As teachers, this freedom is welcome. It is welcome because the pacing that comes with most textbooks is an impossible guide to follow. In order to create a true pacing guide, student background knowledge would have to be taken into account. Since every classroom is different (sometimes within the same grade, within the same school), it is impossible to gauge how quickly the students are going to master the concepts as they are presented. Additionally, as the teacher becomes more familiar with ROBOTC, they will find that they spend more time on particular concepts then they did the first time they taught the curriculum. For example, when I first taught ROBOTC, I spent 20 minutes discussing Flowcharts and Pseudocode. Experience has now taught me to spend a significant amount of time on these topics. I also spend much more time talking about Errors. Specifically, what should a student do when they get the dreaded compiler errors in their program?

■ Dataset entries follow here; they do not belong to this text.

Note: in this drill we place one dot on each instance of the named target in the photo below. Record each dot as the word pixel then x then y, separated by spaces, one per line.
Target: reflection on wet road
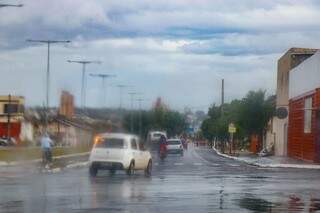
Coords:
pixel 200 181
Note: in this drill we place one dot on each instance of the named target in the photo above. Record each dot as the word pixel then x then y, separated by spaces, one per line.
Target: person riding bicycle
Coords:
pixel 46 148
pixel 163 144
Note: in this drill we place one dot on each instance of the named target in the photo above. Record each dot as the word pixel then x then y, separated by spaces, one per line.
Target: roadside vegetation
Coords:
pixel 32 153
pixel 158 118
pixel 250 115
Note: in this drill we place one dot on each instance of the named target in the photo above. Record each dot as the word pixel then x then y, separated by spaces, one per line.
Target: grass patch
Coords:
pixel 31 153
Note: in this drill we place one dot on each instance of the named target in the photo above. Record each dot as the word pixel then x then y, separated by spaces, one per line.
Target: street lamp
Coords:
pixel 83 81
pixel 140 115
pixel 48 42
pixel 103 77
pixel 132 94
pixel 121 87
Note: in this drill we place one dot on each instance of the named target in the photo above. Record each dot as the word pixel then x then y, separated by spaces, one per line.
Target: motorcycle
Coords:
pixel 163 151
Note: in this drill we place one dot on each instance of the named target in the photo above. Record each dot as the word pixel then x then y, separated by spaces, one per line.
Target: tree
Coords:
pixel 255 112
pixel 250 116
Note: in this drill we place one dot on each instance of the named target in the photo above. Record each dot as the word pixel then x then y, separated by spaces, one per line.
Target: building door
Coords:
pixel 285 139
pixel 317 151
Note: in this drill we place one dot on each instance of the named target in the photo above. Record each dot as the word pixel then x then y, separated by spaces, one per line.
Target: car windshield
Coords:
pixel 174 142
pixel 111 143
pixel 157 135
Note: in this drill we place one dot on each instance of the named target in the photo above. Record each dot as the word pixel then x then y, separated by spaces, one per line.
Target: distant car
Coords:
pixel 7 142
pixel 153 139
pixel 174 146
pixel 115 151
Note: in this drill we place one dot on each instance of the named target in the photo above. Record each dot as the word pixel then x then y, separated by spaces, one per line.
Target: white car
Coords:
pixel 175 146
pixel 115 151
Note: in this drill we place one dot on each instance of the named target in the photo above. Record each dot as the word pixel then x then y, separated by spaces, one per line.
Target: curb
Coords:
pixel 17 163
pixel 278 165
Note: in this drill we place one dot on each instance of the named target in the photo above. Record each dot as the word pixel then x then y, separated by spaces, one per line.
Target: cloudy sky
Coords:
pixel 176 49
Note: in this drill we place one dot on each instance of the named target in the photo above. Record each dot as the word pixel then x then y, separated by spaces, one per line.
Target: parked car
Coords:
pixel 175 146
pixel 115 151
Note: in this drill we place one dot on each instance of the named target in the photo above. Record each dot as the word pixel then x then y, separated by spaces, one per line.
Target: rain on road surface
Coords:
pixel 200 181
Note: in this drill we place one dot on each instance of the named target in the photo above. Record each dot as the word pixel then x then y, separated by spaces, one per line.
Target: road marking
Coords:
pixel 78 164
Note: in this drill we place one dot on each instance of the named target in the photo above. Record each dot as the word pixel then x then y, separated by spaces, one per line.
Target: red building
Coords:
pixel 304 110
pixel 11 115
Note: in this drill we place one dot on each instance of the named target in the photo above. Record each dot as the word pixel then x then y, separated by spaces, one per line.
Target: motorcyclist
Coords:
pixel 46 148
pixel 163 145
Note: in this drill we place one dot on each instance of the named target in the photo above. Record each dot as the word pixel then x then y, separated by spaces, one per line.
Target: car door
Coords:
pixel 143 156
pixel 135 152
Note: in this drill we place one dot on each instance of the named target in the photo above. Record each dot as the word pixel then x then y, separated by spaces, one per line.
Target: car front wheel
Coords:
pixel 130 170
pixel 148 170
pixel 93 171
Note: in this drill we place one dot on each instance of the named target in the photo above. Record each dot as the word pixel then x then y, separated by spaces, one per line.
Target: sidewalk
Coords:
pixel 271 161
pixel 60 157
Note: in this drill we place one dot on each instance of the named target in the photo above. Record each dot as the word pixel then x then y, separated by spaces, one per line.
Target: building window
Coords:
pixel 307 115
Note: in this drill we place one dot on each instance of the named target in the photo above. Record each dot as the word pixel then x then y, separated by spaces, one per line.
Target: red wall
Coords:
pixel 302 145
pixel 15 129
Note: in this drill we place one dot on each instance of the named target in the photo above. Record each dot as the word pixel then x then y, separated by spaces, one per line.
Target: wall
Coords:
pixel 292 58
pixel 305 77
pixel 301 145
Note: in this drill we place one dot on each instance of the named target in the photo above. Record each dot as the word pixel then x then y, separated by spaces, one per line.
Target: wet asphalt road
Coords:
pixel 200 181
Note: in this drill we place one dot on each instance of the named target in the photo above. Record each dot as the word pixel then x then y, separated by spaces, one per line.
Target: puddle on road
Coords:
pixel 292 204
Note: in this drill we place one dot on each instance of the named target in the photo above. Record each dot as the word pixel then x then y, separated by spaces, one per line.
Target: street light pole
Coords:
pixel 222 95
pixel 132 94
pixel 48 42
pixel 140 115
pixel 83 80
pixel 103 77
pixel 121 87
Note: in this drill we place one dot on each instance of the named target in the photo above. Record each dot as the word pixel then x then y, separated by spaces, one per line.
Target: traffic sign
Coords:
pixel 232 128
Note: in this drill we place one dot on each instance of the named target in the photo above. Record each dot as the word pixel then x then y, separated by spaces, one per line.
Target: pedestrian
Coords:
pixel 46 148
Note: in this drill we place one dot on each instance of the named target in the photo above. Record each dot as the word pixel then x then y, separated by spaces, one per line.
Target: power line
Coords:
pixel 83 81
pixel 103 77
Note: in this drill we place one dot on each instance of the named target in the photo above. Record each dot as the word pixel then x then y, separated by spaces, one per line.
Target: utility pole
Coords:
pixel 140 115
pixel 104 88
pixel 132 94
pixel 222 95
pixel 83 81
pixel 9 108
pixel 48 43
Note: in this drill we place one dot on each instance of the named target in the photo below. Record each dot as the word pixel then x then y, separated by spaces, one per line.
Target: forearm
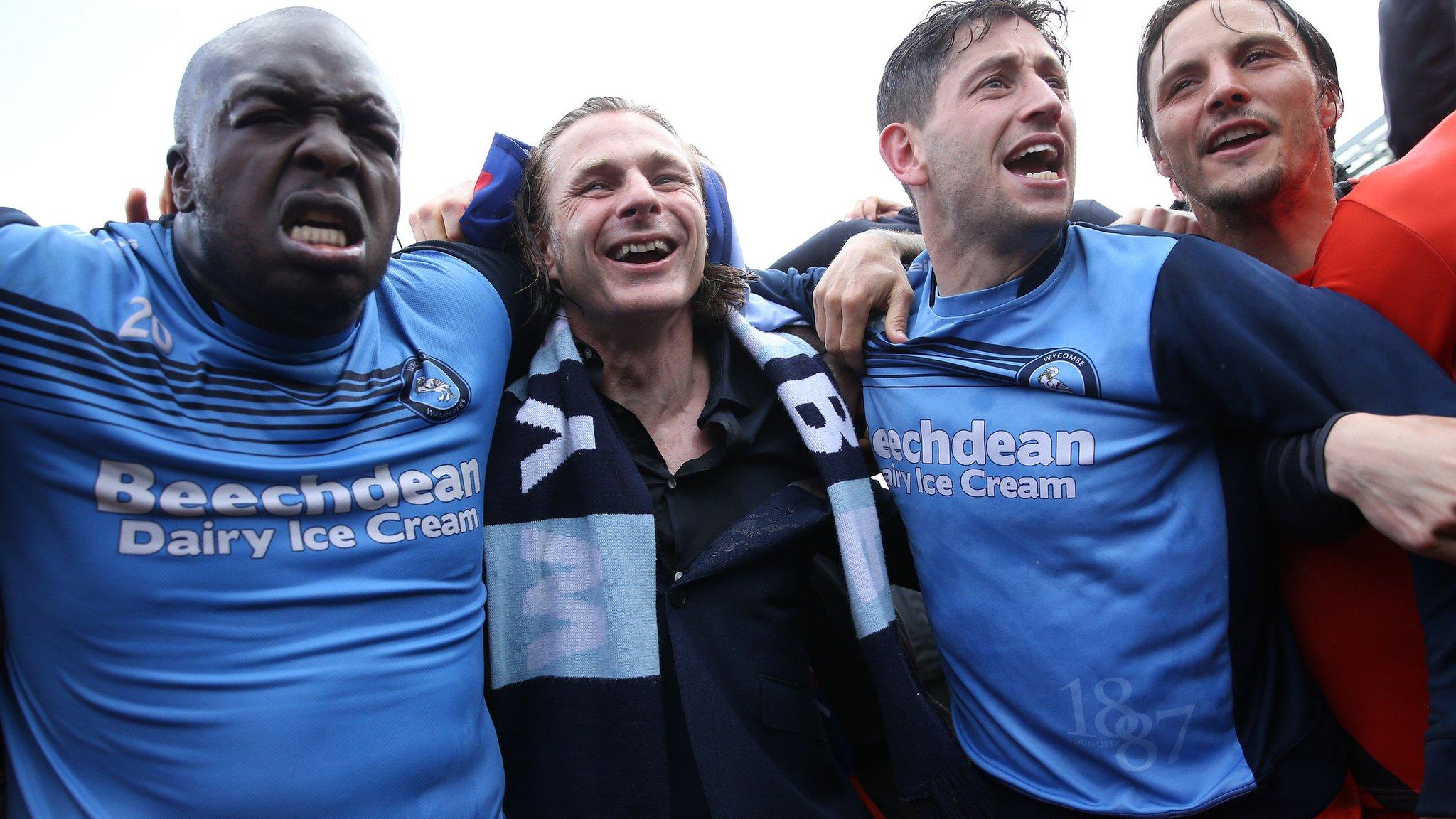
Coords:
pixel 1296 491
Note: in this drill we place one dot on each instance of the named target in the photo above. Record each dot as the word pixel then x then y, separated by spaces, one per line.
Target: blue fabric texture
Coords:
pixel 245 574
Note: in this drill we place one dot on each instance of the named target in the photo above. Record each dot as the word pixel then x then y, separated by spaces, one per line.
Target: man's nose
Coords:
pixel 1226 88
pixel 326 149
pixel 638 197
pixel 1043 102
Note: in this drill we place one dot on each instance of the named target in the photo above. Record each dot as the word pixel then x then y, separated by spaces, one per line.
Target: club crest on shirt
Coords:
pixel 433 390
pixel 1062 370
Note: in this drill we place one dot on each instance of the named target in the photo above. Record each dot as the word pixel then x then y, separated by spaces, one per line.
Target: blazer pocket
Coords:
pixel 791 707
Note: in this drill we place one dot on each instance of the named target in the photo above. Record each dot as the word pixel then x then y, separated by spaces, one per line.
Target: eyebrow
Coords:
pixel 1011 60
pixel 284 95
pixel 1239 46
pixel 601 164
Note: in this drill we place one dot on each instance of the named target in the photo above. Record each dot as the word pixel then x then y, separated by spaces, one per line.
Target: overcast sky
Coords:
pixel 778 94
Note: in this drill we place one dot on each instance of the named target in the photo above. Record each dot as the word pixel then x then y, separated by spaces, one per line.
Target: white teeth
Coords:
pixel 653 245
pixel 1236 134
pixel 312 235
pixel 1034 149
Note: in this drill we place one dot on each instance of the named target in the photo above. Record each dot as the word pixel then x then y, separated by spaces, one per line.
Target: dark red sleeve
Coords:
pixel 1396 272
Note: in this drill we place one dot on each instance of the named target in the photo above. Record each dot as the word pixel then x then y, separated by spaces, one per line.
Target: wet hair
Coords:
pixel 722 287
pixel 1321 55
pixel 915 69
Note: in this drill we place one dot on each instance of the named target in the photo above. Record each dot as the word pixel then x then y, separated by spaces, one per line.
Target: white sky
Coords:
pixel 779 94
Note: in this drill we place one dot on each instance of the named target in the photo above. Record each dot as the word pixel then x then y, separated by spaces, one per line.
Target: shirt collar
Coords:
pixel 739 394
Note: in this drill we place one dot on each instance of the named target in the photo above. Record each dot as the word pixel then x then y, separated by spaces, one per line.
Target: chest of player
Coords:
pixel 172 451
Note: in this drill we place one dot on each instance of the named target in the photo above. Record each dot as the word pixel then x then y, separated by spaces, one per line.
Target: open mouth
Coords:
pixel 1236 137
pixel 1037 161
pixel 644 252
pixel 322 222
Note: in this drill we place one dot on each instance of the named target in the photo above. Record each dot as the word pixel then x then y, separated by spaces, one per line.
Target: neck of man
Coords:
pixel 658 372
pixel 976 257
pixel 1283 230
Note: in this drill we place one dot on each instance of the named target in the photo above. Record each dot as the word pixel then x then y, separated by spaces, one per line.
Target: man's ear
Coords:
pixel 547 254
pixel 901 155
pixel 1161 159
pixel 181 172
pixel 1329 107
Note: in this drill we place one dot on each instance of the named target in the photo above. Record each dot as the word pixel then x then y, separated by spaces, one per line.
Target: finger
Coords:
pixel 833 318
pixel 136 208
pixel 450 218
pixel 820 311
pixel 430 225
pixel 1132 218
pixel 897 318
pixel 852 334
pixel 165 205
pixel 1445 548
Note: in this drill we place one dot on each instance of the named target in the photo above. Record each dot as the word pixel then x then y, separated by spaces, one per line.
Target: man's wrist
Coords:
pixel 903 244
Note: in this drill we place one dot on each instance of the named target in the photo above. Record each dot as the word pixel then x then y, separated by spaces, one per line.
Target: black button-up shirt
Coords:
pixel 756 452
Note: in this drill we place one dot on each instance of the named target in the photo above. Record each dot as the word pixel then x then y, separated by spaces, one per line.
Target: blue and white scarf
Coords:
pixel 571 577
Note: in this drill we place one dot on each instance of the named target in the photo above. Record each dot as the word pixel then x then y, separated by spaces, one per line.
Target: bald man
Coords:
pixel 240 566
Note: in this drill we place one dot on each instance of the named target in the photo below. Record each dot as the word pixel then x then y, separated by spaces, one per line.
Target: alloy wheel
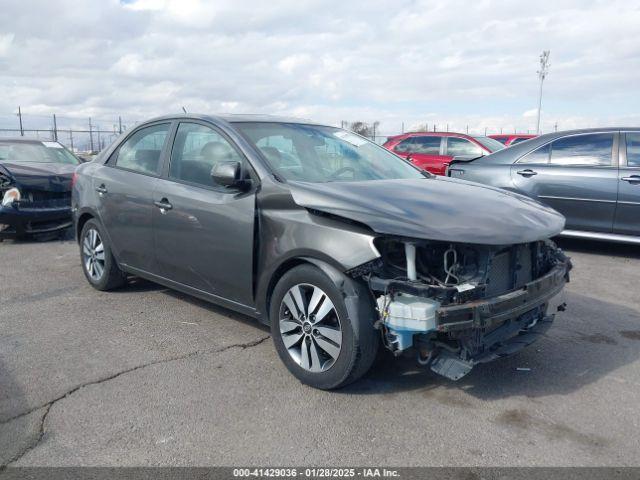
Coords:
pixel 93 254
pixel 310 327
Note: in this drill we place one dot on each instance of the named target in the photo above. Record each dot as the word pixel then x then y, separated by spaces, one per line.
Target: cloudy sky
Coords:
pixel 413 62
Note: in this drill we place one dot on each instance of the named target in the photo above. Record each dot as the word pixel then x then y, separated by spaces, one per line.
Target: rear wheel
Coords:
pixel 313 334
pixel 98 263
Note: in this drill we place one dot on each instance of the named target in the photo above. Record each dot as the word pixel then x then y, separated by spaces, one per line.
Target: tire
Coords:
pixel 357 339
pixel 98 264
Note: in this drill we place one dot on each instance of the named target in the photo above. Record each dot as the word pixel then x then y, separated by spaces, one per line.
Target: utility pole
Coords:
pixel 542 73
pixel 20 120
pixel 90 135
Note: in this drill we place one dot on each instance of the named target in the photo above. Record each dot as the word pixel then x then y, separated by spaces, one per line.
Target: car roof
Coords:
pixel 24 140
pixel 236 118
pixel 434 134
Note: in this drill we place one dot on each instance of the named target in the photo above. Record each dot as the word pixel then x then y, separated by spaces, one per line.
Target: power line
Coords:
pixel 542 73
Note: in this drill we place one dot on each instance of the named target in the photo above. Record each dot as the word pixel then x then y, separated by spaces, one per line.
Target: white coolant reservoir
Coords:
pixel 409 313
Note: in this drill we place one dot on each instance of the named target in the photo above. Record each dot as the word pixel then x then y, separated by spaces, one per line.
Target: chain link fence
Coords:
pixel 90 135
pixel 80 135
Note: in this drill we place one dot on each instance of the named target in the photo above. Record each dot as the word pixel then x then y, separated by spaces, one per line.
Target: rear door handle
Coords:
pixel 163 205
pixel 632 179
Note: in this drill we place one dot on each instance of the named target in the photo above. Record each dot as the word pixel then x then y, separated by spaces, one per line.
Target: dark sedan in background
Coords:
pixel 35 187
pixel 590 176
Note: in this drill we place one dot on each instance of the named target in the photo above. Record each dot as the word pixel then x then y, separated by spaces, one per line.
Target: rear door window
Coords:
pixel 539 156
pixel 462 147
pixel 141 151
pixel 633 149
pixel 405 146
pixel 583 150
pixel 426 145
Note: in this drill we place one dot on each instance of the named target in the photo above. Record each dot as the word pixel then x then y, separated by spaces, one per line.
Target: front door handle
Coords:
pixel 632 179
pixel 163 205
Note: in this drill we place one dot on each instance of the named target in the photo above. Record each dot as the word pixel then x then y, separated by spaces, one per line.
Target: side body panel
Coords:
pixel 125 208
pixel 289 234
pixel 586 196
pixel 206 240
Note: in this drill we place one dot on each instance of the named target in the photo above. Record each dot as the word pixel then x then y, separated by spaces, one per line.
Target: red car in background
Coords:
pixel 508 140
pixel 433 151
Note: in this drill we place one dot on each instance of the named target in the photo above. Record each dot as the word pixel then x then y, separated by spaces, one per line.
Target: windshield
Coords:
pixel 492 144
pixel 41 152
pixel 318 154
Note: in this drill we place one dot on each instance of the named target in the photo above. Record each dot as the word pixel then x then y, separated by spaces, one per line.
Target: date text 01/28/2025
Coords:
pixel 315 472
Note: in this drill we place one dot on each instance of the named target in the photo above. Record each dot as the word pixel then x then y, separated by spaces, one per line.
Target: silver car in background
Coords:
pixel 590 176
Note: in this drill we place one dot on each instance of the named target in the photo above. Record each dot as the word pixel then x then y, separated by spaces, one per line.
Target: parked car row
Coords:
pixel 591 176
pixel 338 244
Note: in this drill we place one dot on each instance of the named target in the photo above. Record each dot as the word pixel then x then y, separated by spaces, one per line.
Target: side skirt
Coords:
pixel 609 237
pixel 201 294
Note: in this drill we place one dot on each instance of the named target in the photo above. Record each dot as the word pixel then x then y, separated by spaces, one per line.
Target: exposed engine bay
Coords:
pixel 456 305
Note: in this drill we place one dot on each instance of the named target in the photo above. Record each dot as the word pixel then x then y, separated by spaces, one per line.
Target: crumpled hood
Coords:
pixel 438 208
pixel 51 177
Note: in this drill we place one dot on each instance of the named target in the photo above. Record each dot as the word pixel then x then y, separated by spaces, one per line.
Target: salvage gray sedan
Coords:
pixel 337 244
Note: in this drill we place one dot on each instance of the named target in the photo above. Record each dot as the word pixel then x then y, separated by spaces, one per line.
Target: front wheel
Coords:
pixel 313 334
pixel 98 263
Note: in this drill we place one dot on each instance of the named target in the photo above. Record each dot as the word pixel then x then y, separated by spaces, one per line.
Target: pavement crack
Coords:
pixel 34 443
pixel 73 390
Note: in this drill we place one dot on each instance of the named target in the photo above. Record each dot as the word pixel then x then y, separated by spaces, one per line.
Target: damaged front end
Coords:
pixel 29 211
pixel 456 305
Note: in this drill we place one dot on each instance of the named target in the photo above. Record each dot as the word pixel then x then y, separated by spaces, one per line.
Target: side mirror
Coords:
pixel 228 174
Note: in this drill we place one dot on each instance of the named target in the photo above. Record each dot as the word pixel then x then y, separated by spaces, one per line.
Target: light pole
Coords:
pixel 542 73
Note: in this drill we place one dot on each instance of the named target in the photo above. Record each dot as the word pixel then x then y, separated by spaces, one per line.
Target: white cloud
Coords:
pixel 404 61
pixel 5 43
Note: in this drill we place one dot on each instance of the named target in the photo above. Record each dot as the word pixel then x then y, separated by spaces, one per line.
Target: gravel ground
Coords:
pixel 148 376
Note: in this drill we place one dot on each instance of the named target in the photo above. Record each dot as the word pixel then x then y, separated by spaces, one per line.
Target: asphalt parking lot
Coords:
pixel 148 376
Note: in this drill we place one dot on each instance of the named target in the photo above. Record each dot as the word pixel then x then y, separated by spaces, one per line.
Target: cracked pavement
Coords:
pixel 148 376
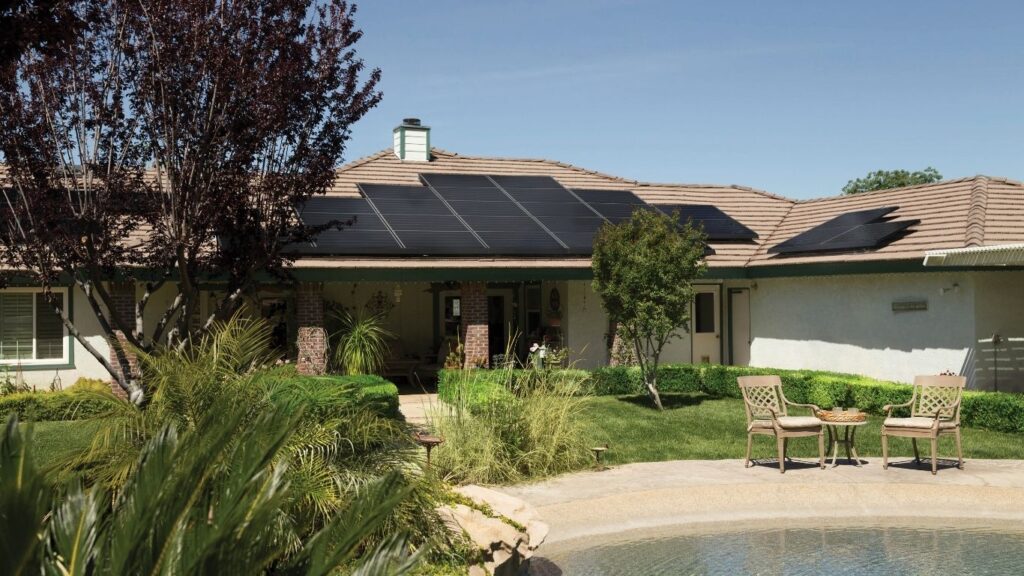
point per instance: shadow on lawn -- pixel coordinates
(669, 401)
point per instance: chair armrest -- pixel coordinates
(814, 407)
(952, 407)
(888, 408)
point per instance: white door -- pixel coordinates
(739, 326)
(707, 326)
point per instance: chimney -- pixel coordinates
(412, 140)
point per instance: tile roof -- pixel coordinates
(974, 211)
(759, 210)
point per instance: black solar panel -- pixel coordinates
(364, 232)
(716, 223)
(496, 218)
(467, 214)
(422, 221)
(852, 231)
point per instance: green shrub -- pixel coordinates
(44, 406)
(995, 411)
(509, 425)
(373, 392)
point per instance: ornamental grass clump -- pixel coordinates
(529, 427)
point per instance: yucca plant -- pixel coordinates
(211, 500)
(531, 430)
(360, 343)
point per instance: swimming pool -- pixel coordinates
(890, 548)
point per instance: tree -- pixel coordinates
(644, 270)
(885, 179)
(169, 144)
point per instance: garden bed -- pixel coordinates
(994, 411)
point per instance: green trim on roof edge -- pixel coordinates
(439, 274)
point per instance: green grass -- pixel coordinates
(698, 426)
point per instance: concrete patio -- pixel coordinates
(683, 492)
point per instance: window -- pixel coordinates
(704, 312)
(30, 332)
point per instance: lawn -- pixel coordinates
(698, 426)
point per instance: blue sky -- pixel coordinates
(795, 97)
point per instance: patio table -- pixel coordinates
(846, 439)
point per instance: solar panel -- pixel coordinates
(424, 224)
(716, 223)
(852, 231)
(364, 232)
(496, 218)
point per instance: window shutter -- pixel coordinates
(49, 330)
(15, 326)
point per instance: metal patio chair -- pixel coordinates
(935, 408)
(766, 414)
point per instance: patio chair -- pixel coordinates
(766, 414)
(935, 407)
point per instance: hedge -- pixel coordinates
(994, 411)
(475, 386)
(70, 404)
(373, 392)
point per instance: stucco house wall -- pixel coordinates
(847, 324)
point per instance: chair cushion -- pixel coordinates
(788, 422)
(799, 421)
(918, 422)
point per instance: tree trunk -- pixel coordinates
(654, 397)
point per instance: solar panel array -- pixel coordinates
(467, 214)
(853, 231)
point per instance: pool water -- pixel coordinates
(860, 550)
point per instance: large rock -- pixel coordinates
(512, 508)
(505, 549)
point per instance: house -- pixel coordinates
(888, 284)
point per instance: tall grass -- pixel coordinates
(360, 344)
(534, 432)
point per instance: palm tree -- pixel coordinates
(198, 502)
(360, 342)
(336, 449)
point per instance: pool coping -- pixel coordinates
(655, 495)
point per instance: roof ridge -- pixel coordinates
(770, 239)
(612, 176)
(976, 213)
(729, 187)
(906, 188)
(538, 160)
(364, 160)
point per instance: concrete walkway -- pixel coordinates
(416, 406)
(663, 494)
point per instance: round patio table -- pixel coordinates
(846, 439)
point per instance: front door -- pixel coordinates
(707, 326)
(496, 326)
(739, 326)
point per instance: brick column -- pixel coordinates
(474, 324)
(312, 336)
(122, 305)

Experience has taught me to spend much more time on thinking about the logic of a program before the writing of ROBOTC and on debugging strategies once the code has been written.
Each of the aforementioned sections of the ROBOTC curriculum contains a programming challenge. The programming challenged is designed to showcase the skills that were emphasized in that section. Each section also contains an assortment of “mini challenges”. These challenges can be used at the teacher’s discretion. They all do not have to be completed. However, they can be very useful. For example, after the students have spent a day or two learning a topic, I will begin the following class with one of these mini challenges. They might not know all of the skills needed to complete the section challenge, but the mini challenge is a good assessment of what has been presented so far in that section. This also serves as a good change of pace for the class. Simply, you can’t learn to program without actually programming. In order to really understand the applications of while loops or if/else statements, students need to apply them. The mini challenges found within the ROBOTC curriculum serve as a great opportunity to scaffold skills toward their more challenging applications.
A beginning teacher of ROBOTC could teach the basic ROBOTC curriculum in one semester. By including many of the mini challenges, the curriculum can be stretched easily over a semester. I often tell teachers who are teaching the class for a year to do this, and then to end the year with a larger programming challenge. After the students have made it through the ROBOTC curriculum, I enjoy introducing them to Multi-Robot Communication. The sensor needed (NXTBee) is inexpensive, and there are a lot of great ideas for activities and programming challenges.
If you have a stronger background in computer science, and maybe you are teaching older students, you may be able to navigate through the curriculum much faster. What then do you do with students if you have them for an entire year? Luckily, there are many great ROBOTC projects on robotc.net. Moreover, the ROBOTC forum is also a wonderful place to look for ideas for projects, in-class competitions, and programming challenges.
Teaching robotics and ROBOTC is a lot of fun. The ability to watch your students apply what they learn in the ROBOTC curriculum in such engaging and open-ended activities is one of the main reasons why.